Cocoa prices have surged worldwide due to poor harvests in Ivory Coast and Ghana, which together supply more than 60% of global cocoa. Persistent rain, plant diseases, and aging crops have led to the worst output in decades.

Manufacturers across Europe, including German confectioners, have responded by raising retail chocolate prices by over 20% in the past year.

Olive Oil Prices: Relief After Years of Drought

Olive oil, in contrast, has become much cheaper following a recovery in Mediterranean production, particularly in Spain, Italy, and Greece.

After record droughts in 2022 and 2023 caused olive oil prices to more than double, favorable weather conditions in 2025 restored supply. The resulting 22.6% price drop has given consumers some relief, even as other food categories remain costly.

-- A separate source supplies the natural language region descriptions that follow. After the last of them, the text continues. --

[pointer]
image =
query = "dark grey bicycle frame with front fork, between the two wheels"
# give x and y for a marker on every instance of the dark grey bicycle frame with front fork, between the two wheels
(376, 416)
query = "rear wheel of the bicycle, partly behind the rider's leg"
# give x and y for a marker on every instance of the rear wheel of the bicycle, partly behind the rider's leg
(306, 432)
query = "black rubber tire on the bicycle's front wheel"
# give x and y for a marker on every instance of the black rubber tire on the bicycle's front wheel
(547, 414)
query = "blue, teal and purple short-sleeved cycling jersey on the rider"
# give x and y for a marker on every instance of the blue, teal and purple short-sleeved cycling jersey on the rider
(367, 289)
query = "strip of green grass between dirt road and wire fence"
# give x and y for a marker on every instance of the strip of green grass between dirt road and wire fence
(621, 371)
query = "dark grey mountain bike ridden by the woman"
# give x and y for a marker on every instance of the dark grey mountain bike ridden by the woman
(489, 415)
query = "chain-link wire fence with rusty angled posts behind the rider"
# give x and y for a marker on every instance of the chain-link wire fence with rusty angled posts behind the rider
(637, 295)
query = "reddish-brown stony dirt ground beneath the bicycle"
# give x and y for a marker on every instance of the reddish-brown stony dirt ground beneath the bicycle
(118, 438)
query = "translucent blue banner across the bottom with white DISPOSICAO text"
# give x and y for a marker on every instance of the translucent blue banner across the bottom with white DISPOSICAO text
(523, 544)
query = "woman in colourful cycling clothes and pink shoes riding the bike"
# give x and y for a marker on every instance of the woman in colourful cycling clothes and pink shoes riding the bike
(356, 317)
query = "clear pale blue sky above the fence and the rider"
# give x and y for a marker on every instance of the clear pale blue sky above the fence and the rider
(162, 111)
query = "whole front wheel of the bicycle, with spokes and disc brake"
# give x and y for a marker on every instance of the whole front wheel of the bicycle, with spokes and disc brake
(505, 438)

Consumer Reactions and Economic Outlook

German consumers remain cautious in their spending habits. Surveys show that real wage gains achieved earlier in 2025 have only partially offset the erosion of purchasing power caused by inflation. Retail data for the third quarter indicate modest spending growth, mainly driven by services such as travel and dining rather than durable goods.

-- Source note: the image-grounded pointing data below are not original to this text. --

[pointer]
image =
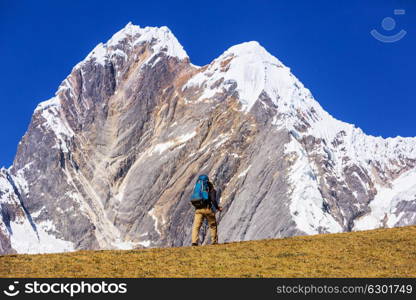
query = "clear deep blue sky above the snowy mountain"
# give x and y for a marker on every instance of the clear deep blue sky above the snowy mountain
(327, 44)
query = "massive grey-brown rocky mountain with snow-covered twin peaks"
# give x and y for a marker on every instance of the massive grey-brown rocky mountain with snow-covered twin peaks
(110, 161)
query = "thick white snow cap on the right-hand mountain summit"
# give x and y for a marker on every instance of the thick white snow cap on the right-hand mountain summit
(254, 71)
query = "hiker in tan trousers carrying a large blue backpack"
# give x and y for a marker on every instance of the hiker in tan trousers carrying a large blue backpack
(204, 200)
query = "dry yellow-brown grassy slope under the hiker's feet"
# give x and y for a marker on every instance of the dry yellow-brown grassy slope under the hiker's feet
(375, 253)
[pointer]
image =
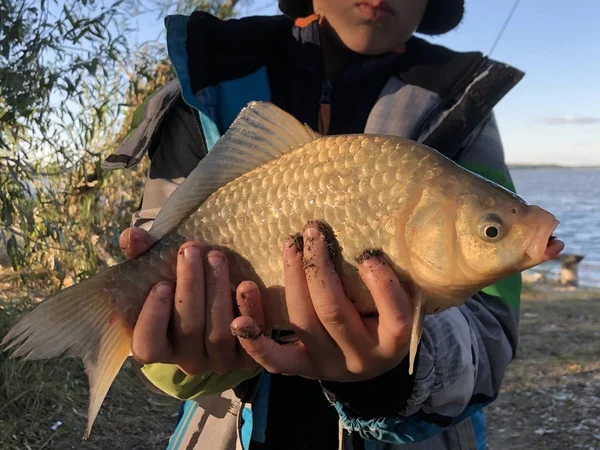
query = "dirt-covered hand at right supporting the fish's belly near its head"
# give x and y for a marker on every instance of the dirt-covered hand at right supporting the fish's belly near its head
(336, 342)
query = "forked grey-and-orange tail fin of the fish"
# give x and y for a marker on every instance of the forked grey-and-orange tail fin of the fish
(80, 321)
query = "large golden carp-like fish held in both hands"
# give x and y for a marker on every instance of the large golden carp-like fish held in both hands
(444, 229)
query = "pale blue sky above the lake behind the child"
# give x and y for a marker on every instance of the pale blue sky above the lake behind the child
(553, 115)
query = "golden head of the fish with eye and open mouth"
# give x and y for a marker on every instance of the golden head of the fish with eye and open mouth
(470, 233)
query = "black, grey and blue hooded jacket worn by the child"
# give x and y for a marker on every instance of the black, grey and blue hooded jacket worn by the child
(428, 93)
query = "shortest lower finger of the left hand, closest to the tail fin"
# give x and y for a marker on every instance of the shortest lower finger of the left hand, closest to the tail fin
(150, 343)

Economists expect inflation to hover around 2–2.5% in the coming months, staying above the ECB’s target but below the peaks seen in 2023.

The biggest unknowns remain energy prices and global supply chains — any renewed disruption could quickly reverse the fragile disinflation trend.

What Does This Mean for Policy?

For policymakers, the challenge lies in balancing inflation control with consumer confidence. The European Central Bank is likely to keep interest rates stable for now, observing whether price pressures ease naturally through winter.

Meanwhile, government officials are focusing on measures to stabilize food prices and support low-income households. Some economists argue for temporary tax relief on essential food items, while others caution that such moves could distort markets and delay normalization.

The Broader Context: Four Years of Food Price Inflation

Food prices in Germany have increased by roughly 30% since mid-2021, according to Destatis data. This makes food one of the fastest-growing cost categories in the consumer basket, surpassing housing and transportation in relative price gains.

The persistent rise has shifted household spending patterns, with more Germans turning to discount supermarkets and private-label products to manage expenses.

If the current wholesale and service price trends persist, experts say inflation could stay slightly above 2% well into 2026 — marking a return to what some economists call a “structural inflation plateau,” where moderate but sticky price increases become the new normal.

In Summary

Germany’s inflation is once again gaining pace after months of decline.

Chocolate prices have surged more than 20%, olive oil prices have plunged by nearly the same amount, and food overall remains expensive despite selective relief.

As wholesale and service prices continue to rise, economists warn that inflation could remain stubbornly above the desired level, challenging both policymakers and consumers in the months ahead.